Она решила, раз уж внучка отказалась быть ей спутницей, доехать на автобусе до площади Ленина — Пятницкой, заложенной перед первой революцией на месте крепостного рва, и уже оттуда пройти к резиденции первого наместника, которую другой государь, Николай Павлович, своим указом отдал под учебное заведение для дворянских дочерей и сирот. Ей помнилась чудесная, особо почитаемая народом церковь с колокольней во имя первомученика Стефана. Но Стефаниевской ее никто не звал — только Уткинской, по имени купца-благотворителя, лавки которого располагались совсем недалеко — на Гимназической. Особо благоговейные звали храм Богородичным: здесь находился чудотворный образ Заступницы. В начале тридцатых колокольню порушили тракторами, а храм, впрочем, сильно обветшавший, взорвали, объясняя это тем, что он якобы мешает движению. Движение составляли несколько выдержавших налогообложение извозчиков да пара «линкольнов», комично прозванных «всепогодными фаэтонами», для развоза советских руководителей и их жен. Но это она знала по рассказам и аналогиям — они с мужем тогда уже счастливо жили в другом городе той же черноземной благодатной полосы, и там средства передвижения были приблизительно те же и в таком же количестве.

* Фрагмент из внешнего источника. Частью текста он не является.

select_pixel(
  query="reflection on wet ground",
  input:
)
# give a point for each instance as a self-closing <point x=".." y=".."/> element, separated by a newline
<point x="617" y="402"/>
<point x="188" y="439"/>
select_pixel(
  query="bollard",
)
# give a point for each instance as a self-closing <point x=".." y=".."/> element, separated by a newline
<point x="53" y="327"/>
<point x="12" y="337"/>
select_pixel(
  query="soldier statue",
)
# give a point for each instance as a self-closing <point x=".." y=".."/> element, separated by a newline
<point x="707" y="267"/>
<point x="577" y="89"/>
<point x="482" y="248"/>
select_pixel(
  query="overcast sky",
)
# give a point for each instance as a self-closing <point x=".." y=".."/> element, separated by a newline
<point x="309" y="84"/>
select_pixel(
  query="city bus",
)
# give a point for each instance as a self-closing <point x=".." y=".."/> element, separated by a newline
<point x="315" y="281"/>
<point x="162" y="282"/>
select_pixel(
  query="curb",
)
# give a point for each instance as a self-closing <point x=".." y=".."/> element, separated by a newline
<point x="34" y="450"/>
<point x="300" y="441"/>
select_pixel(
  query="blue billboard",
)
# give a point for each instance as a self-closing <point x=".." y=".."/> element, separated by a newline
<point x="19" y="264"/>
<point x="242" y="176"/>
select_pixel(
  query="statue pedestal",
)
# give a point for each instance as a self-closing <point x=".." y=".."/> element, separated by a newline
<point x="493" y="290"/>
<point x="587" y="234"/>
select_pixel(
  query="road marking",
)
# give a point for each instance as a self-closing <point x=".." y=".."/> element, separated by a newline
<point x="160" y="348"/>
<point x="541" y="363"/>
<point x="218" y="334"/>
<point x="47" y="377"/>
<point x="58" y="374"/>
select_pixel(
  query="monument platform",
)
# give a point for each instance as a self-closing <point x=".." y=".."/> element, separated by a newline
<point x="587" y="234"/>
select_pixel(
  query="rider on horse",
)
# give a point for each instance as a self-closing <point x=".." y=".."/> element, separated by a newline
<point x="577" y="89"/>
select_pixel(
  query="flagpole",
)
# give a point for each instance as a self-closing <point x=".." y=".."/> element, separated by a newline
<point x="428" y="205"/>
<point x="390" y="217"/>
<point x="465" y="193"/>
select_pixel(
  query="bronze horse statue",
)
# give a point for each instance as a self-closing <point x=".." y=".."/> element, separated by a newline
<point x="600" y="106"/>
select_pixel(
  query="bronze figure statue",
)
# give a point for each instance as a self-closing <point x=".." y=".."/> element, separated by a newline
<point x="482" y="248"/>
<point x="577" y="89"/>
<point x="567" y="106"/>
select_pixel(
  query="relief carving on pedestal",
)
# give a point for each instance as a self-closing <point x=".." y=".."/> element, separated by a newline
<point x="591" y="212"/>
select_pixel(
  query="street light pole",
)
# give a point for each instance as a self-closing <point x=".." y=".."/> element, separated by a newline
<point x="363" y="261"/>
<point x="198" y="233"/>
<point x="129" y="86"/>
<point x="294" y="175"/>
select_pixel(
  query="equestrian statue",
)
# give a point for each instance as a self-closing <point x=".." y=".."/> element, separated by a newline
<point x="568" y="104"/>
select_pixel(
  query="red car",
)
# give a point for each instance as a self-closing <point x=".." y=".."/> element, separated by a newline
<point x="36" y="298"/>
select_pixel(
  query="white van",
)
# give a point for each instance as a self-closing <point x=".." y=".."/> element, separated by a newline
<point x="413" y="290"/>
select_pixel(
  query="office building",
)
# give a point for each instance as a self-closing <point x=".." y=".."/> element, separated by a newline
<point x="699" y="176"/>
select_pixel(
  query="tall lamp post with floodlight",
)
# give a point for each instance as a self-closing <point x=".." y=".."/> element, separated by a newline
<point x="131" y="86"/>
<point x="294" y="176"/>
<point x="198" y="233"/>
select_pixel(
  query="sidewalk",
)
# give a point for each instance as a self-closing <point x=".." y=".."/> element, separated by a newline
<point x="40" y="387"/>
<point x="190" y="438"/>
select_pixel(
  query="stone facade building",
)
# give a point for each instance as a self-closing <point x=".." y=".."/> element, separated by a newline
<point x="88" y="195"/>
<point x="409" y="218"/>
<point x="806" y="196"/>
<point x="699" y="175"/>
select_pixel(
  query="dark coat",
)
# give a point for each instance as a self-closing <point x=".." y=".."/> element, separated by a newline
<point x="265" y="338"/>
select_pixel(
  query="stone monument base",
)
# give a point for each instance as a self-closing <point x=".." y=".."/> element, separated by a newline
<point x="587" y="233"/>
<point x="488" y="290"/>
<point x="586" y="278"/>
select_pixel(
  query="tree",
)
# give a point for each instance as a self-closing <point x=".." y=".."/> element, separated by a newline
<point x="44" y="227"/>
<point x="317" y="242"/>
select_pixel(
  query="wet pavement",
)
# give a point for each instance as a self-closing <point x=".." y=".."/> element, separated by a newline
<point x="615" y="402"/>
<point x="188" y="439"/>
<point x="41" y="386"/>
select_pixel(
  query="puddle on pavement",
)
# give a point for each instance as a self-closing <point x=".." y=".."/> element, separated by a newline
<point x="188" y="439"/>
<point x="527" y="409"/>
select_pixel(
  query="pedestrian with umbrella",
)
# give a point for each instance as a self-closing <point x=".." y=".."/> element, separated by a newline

Ее впервые привезли сюда, когда после смерти отца от скоротечной чахотки мать выхлопотала бесплатное содержание: отец носил звание народного учителя, к тому же был потомственным дворянином. Одиннадцать лет — почти предельный возраст для поступления, но после испытаний ее взяли во второй класс. В городе жила замужняя старшая сестра, потому и распределение произошло сюда, в Александринский институт. Мать объяснила ей, что это заведение второго разряда, и поэтому мечтать о придворной карьере, как свойственно смолянкам, не стоит. Но с первых дней, когда она не просыхая плакала, скучая о родном доме, все вокруг мечтали только о придворных балах, знали поименно всех фрейлин и о каждой сплетничали в дортуаре — общей спальне на тридцать воспитанниц. Слезы в институте не поощрялись наставниками и вызывали насмешки однокашниц. Она долго не могла научиться спать в таком многолюдье, измучилась, похудела. Муж сестры, офицер-интендант местного гарнизона, носивший, как и городской голова, модные и еще не порицаемые молвой кайзерские усы и прическу бобриком, при полном параде явился к начальнице с прошением отпустить юную золовку на Рождество в их съемное, но уютное жилище неподалеку, на Дубовой. С тех пор как в Институте появились приходящие — своекоштные — воспитанницы, порядки несколько либерализовались, и начальница скрепя сердце разрешила новенькой в виде исключения провести два дня в семье, взяв с офицера все положенные клятвы и заверения.